São descritas as práticas de hospitais e planos de seguros de saúde que não conseguem camuflar os interesses mercantis na determinação dos níveis de capacidade de consumo de saúde dos clientes. Desta forma, assistimos à metamorfose precarizante daqueles que eram designados como ‘pacientes’ em ‘consumidores’.

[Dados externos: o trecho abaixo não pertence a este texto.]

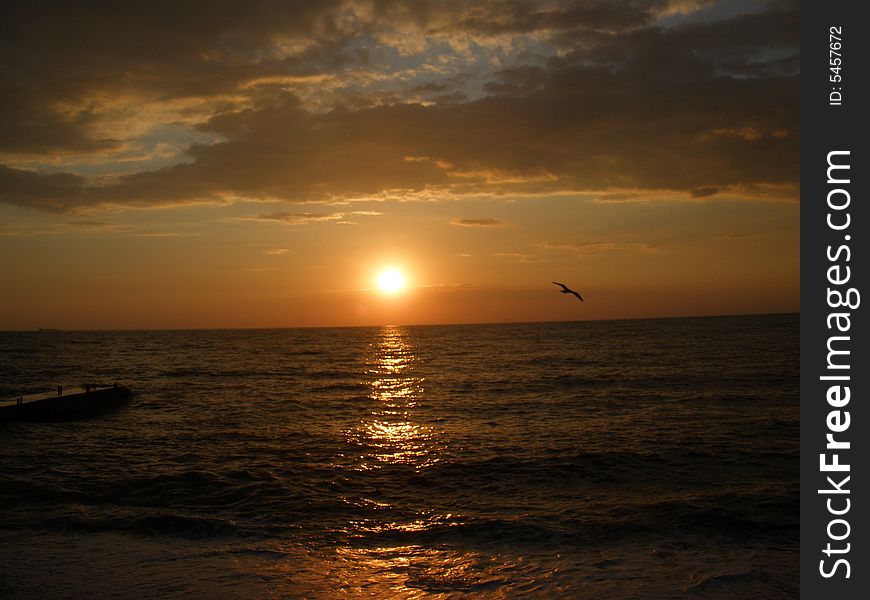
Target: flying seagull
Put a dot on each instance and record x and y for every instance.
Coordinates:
(567, 290)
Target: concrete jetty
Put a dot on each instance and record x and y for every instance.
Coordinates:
(57, 406)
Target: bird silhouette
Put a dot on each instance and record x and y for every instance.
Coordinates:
(567, 290)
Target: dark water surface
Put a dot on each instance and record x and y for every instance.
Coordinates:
(621, 459)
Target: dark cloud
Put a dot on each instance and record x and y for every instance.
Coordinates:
(698, 108)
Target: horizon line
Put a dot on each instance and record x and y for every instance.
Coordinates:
(461, 323)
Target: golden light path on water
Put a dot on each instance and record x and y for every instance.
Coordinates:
(392, 434)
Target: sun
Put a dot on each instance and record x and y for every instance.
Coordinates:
(391, 281)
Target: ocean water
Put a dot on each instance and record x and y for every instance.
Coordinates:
(619, 459)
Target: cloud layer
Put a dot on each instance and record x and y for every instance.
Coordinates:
(337, 101)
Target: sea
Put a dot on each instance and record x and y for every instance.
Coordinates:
(610, 459)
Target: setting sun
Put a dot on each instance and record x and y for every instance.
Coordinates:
(391, 281)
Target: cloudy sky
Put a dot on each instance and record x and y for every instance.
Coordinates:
(238, 164)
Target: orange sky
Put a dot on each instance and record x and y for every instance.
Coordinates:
(240, 167)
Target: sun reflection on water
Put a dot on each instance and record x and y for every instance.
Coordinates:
(392, 433)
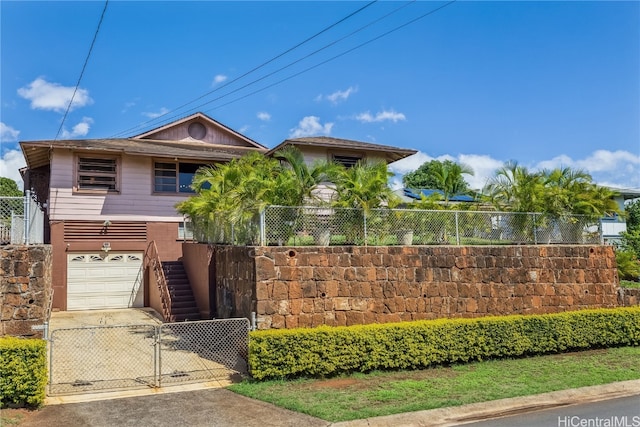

Por sua vez, as ciências biomédicas e epidemiológicas sustentam uma perspectiva exacerbada na produção de evidências, metanálises e revisões sistemáticas sem levar em conta pressupostos metafísicos não explicitados quanto à noção de ‘realidade’ em questão, nem aspectos que são incluídos, não-incluídos e apagados nos procedimentos de pesquisa em saúde, segundo autores dos estudos sociais da ciência.

Além disto, importa mencionar que há evidências suficientes acerca dos enviesamentos que as corporações farmacêuticas geram nos resultados de ensaios clínicos que escamoteiam a real efetividade e os efeitos adversos dos novos fármacos postos no mercado. Da mesma maneira, não se apresentam sob a forma de publicação os resultados de estudos que apontam para achados desfavoráveis em relação aos medicamentos experimentados.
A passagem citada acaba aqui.